Cherry creek, good for you Barry! I have waitlisted twice, haven't actually be in, yet. When I said 'good shows', yeah, I meant the top 10 (or 20, depending on whom you ask, AFSB, which is the best I think, sunshine, etc)
Your point is well taken; doing what we do, a little better each time. I think, for me, my competition is who I was yesterday; the competing piece is the last one I made, the next one needs to be a bit better. As I look back over my work, i can see a definite trend, the progress is there, each piece is better; not all of them, but most.
Just before I went to LaQuinta, I took an art history class. Much of that is oriented toward east coast USA and europe, largely painters. I was quite amused to see that many of the historical artists went through many of the same things we all do, rejection, inspiration, perspiration, annoyance at mis-perception. Although, based on my informal surgery at the last few shows, everyone still has their ears.
I finished doing my taxes, and after doing the P&L for Schedule C, I'm realizing that in some cases I would be better off not doing some shows. Travel expenses, meals, and lodging are eating me alive.
I'm shifting gears for the shows that are coming up mid-summer to this fall and changing my presentation, size of work, and upping prices. if I'm not making much money, I might as well roll the dice and go for large statement pieces.
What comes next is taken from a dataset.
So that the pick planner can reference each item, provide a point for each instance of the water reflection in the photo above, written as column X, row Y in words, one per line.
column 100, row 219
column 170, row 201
Right, it's not all about getting out the door every weekend! That's expensive.
Thank you. Too many excellent points in this post, Barry, to commend you for them individually. The one I will emphasize is it is amazing how much less you have to have coming in when you just stay home. When we stopped doing shows, rather suddenly, we decided to not spend an extra penny on anything for six months and see what happened. And, you just might find something else to do to make some $$ while you're at it.
I started my websites in 2002, as a lark to see if I could turn our mailing list into a following to bring people to art fairs. By 2004 our business was really slowing down, so I amped them up a little. By 2006 I really had time to sit here at my computer. I found I could even earn some money here. Who knew?